Speaking after Biden will be Sen. Tim Scott of South Carolina, the Senate’s only Black Republican who the party selected to deliver its official response. Biden took on that job during President Ronald Reagan’s term, appearing with other Democrats in a compilation reel to air following the speech.
“We can criticize the Republicans and we will. We think, frankly, it’s time we put up or shut up,” Biden said in the 1983 version, strolling through his office in shirtsleeves. “As Franklin Roosevelt said during the recovery from the Great Depression, just four words are important now. These four words: It can be done.”
Decades in the making
Thirty-eight years later, Biden’s first time headlining the event will look dramatically different. Accompanying him Wednesday will be his wife, though there will not be a traditional first lady’s box of guests that past presidents have used to illustrate their policy proposals. Only a handful of aides will join him.
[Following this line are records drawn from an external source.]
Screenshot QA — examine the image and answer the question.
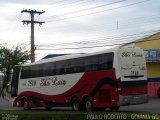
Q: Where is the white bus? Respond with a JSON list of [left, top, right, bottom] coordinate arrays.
[[11, 47, 148, 111]]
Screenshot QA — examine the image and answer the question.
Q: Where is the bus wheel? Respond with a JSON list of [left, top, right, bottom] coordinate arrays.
[[71, 97, 80, 111], [83, 98, 92, 112], [46, 106, 52, 110], [109, 106, 120, 111], [23, 100, 31, 110]]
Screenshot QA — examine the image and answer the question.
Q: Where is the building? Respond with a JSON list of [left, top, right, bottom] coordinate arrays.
[[131, 32, 160, 97]]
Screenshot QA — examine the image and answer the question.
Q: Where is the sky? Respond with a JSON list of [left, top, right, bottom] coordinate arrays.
[[0, 0, 160, 60]]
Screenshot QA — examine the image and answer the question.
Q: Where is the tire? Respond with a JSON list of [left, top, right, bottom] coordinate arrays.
[[109, 106, 120, 111], [23, 99, 31, 110], [45, 106, 52, 110], [94, 107, 106, 112], [83, 98, 93, 112], [157, 88, 160, 98], [71, 97, 80, 111]]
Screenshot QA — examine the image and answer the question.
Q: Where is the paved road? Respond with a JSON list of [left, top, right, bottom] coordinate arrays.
[[119, 98, 160, 114], [0, 98, 160, 114]]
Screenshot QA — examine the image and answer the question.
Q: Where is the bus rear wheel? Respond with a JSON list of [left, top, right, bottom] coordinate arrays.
[[83, 98, 93, 112], [23, 99, 31, 110], [71, 97, 80, 111], [109, 106, 120, 111]]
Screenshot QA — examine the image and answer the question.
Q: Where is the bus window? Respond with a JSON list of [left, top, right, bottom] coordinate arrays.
[[85, 56, 99, 71], [21, 67, 31, 79], [71, 58, 84, 73], [43, 63, 55, 76], [11, 66, 20, 97], [99, 53, 114, 70]]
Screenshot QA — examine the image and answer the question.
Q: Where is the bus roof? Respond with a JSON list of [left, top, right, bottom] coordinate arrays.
[[22, 46, 138, 66]]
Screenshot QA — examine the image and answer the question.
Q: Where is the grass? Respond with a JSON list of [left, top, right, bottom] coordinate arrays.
[[0, 110, 160, 120]]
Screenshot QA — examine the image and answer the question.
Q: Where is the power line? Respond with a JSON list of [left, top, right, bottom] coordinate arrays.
[[37, 38, 160, 50], [47, 0, 150, 22], [45, 0, 127, 18], [37, 30, 160, 47], [35, 30, 159, 50]]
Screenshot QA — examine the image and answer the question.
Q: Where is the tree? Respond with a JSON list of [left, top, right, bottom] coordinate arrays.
[[0, 44, 31, 96]]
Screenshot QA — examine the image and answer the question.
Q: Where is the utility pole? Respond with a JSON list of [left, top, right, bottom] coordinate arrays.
[[21, 9, 45, 62]]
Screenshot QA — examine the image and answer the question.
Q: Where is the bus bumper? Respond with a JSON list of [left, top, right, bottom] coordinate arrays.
[[118, 94, 148, 106]]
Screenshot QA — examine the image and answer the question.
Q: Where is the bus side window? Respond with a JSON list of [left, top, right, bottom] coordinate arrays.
[[99, 53, 114, 70], [42, 63, 55, 76], [21, 67, 31, 79], [71, 58, 84, 73], [85, 55, 99, 71]]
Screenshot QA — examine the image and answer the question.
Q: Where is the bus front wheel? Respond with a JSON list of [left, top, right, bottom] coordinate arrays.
[[83, 98, 93, 112], [109, 106, 120, 111], [71, 97, 80, 111]]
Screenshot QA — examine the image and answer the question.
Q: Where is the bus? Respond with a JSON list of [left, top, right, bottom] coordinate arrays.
[[11, 47, 148, 111]]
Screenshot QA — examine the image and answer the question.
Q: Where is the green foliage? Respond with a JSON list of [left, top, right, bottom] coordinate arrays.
[[0, 44, 30, 89]]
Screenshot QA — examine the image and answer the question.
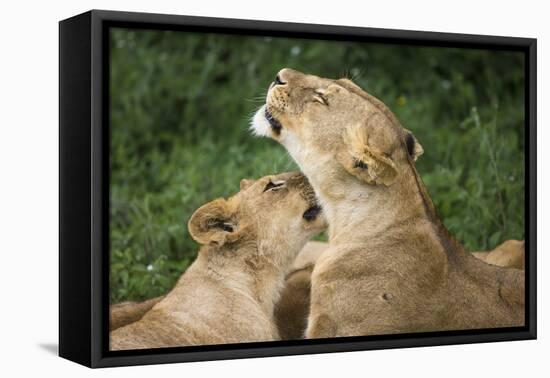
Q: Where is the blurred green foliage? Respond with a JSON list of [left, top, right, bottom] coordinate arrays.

Most Cabinet members will watch from afar, and with only his secretaries of State and Defense in the room, there won’t be a need for an official “designated survivor.” And a single Supreme Court justice – Chief Justice John Roberts – will represent the Judicial Branch.
Biden’s team planned in advance how he would wear his mask in the building: after being introduced he will walk down the center aisle with it on. Once he arrives at the rostrum for his remarks, he will remove his mask for the speech. After it concludes, he’ll re-mask for the walk out of the chamber.
It’s not likely how Biden envisioned his first presidential address to Congress in the decades he spent attending them as a spectator. After attending his first State of the Union in 1974 – one of the more famous ones, in which President Richard Nixon decried the Watergate investigation and declared he would never resign – Biden sounded unenthused speaking to a Delaware newspaper.
“It reminded me of an old-time Democratic speech. Was there anything he didn’t promise?” he said then to the Wilmington News Journal. “American people are grown up. Americans don’t want to be fed pablum.”
“The President – and the Democratic Congress, too – just don’t trust the American people enough to tell them the truth,” he went on. “We don’t need all those promises and non-spontaneous applause. What we need is a Churchill, a man with enough guts to stand up and say, ‘Look it’s going to be rough, but we can make it.’”
That isn’t far off the message Biden is expected to deliver this week. He has consistently said he plans to deliver news about the pandemic and economic recovery “straight from the shoulder” without sugarcoating the news.
Whether he forgoes “non-spontaneous” applause remains an open question; in his recent memoir, former House Speaker John Boehner said Biden made a pact with him ahead of one of Obama’s State of the Union speeches to “stop this jumping up and down and clapping,” only to back off the agreement when the speech came around.
“You know, I’m going to have to stand up sometimes,” Biden told Boehner, who described the vice president shooting him glances every time Obama delivered an applause line that seemed to say, “Is it OK if I stand up now?”
He said he understood.
“The last thing I wanted to do,” Boehner wrote, “was get ‘Uncle Joe’ in trouble with the President.”
CNN’s Jeff Zeleny contributed to this report.